The only thing I don't quite understand is the bevel? I had intended a Scandi style grind so the bevel goes straight to the edge at 30 degrees inclusive. did I do this wrong?

As for the handle I realize it is a bit ugly but it seemed to fill the hand well maybee this is only a personal problem but with my esee 4 i seem to have alot of space on the pinky side of my hand.

the blade shape definitely needs to be adjusted as it is much to steep of an angle? tip is too high with too much belly? doesn't dig in well for some tasks I found after completion.

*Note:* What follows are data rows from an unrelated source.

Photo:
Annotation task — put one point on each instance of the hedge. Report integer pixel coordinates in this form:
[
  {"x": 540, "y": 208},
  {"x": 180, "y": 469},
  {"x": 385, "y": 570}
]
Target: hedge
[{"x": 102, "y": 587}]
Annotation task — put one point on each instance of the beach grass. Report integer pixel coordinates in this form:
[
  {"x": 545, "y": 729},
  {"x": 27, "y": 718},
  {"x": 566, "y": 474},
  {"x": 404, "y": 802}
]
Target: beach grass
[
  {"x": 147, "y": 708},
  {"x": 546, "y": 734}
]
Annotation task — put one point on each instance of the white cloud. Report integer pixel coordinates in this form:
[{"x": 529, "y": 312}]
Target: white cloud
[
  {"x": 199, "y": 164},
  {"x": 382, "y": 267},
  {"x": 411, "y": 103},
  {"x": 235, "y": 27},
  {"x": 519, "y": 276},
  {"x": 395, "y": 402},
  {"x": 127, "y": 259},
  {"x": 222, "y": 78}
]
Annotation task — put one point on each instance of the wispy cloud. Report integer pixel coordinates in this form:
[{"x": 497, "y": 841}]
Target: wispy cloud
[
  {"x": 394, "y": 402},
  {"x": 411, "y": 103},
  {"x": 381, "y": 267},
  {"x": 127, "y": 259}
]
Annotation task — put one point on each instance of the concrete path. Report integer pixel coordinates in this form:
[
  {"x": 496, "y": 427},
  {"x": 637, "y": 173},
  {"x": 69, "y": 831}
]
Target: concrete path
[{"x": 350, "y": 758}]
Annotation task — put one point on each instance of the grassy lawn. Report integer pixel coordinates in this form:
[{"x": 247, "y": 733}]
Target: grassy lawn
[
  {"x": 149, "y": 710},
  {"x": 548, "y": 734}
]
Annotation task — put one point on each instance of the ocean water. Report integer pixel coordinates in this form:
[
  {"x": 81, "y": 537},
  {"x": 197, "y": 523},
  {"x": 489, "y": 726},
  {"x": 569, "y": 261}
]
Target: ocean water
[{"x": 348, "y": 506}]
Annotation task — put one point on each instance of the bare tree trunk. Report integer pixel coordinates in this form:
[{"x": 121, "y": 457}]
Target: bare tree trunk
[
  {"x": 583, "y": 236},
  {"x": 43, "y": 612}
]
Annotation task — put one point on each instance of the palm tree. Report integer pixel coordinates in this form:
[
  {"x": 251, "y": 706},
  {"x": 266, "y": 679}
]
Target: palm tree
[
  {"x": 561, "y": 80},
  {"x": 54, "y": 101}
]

The handle tips you mentioned I also was suspicious of and so will either omit or change them on future attempts. Once again though thank you very much for you devotion to helping people like myself get started in this hobby and giving us good direction.
P.S. any handle suggestions to alleviate BHS and also keep the knife comfortable in the hand for someone like me whom seems to like large handles? For comparison I love the lmf2 handle... I know but its a good working knife to be fair.
 
Put the scales on and grind to the tang all the way around at 90 degrees. If you like big handles, use thicker scales than you used. At this point the handle is shaped to the approx. final profile, but rectangular in cross section. All that the top needs is a slight curve from tip to butt, and all the handle bottom needs is a slight palm swell. Finger grooves and fancy shapes are not normally the best idea when starting.
Next, knock off all the edges at 45 degrees.
Then round the three flats on each side ( top, 45 degree bevel, side) into a smooth curve. Once the curves are made all the way around, blend the sides into the top and bottom to give the handle some shape. An oval or an egg shape is the norm. The very sides can be somewhat flat, but the overall cross section should fit in an oval/egg shape profile.